BAGUINEDA: When rice farmers started producing yields nine times larger than normal in the Malian desert near the famed town of Timbuktu a decade ago, a passerby could have mistaken the crop for another desert mirage.
Rather, it was the result of an engineering feat that has left experts in this impoverished nation in awe — but one that has yet to spread widely through Mali’s farming community.
“We must redouble efforts to get political leaders on board,” said Djiguiba Kouyaté, a coordinator in Mali for German development agency GIZ.
With hunger a constant menace, Malians are cautiously turning to a controversial farming technique to adapt to the effects of climate change.

 

Dubbed the System of Rice Intensification (SRI), the new method was pioneered in Madagascar in 1983. It involves planting fewer seeds of traditional rice varieties and taking care of them following a strict regime.
Seedlings are transplanted at a very young age and spaced widely. Soil is enriched with organic matter, and must be kept moist, though the system uses less water than traditional rice farming.
Up to 20 million farmers now use SRI in 61 countries, including in nearby Sierra Leone, Senegal and Ivory Coast, said Norman Uphoff, of the SRI International Network and Resources Center at Cornell University in the US.
But, despite its success, the technique has been embraced with varying degrees of enthusiasm.

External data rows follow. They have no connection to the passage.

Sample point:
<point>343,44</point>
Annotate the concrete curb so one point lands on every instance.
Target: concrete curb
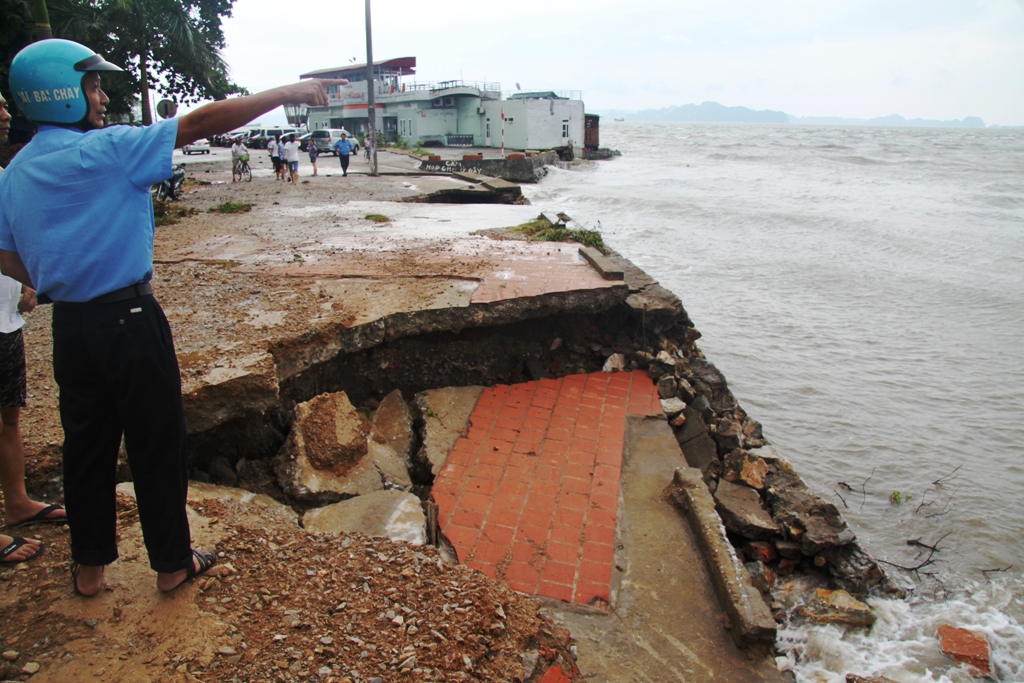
<point>601,263</point>
<point>753,626</point>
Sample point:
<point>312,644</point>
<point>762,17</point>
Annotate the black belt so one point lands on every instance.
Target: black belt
<point>130,292</point>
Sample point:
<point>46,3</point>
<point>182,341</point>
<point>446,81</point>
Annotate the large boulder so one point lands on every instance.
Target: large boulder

Uphoff said that is because it competes with the improved hybrid and inbred rice varieties that agricultural corporations sell.
For Faliry Boly, who heads a rice-growing association, the prospect of rice becoming a “white gold” for Mali should spur on authorities and farmers to adopt rice intensification.
The method could increase yields while also offering a more environmentally-friendly alternative, including by replacing chemical fertilizers with organic ones, he said.
He also pointed out that rice intensification naturally lends itself to Mali’s largely arid climate.

FACTOID

Up to 20 million farmers now use rice intensification in 61 countries, including in nearby Sierra Leone, Senegal and Ivory Coast.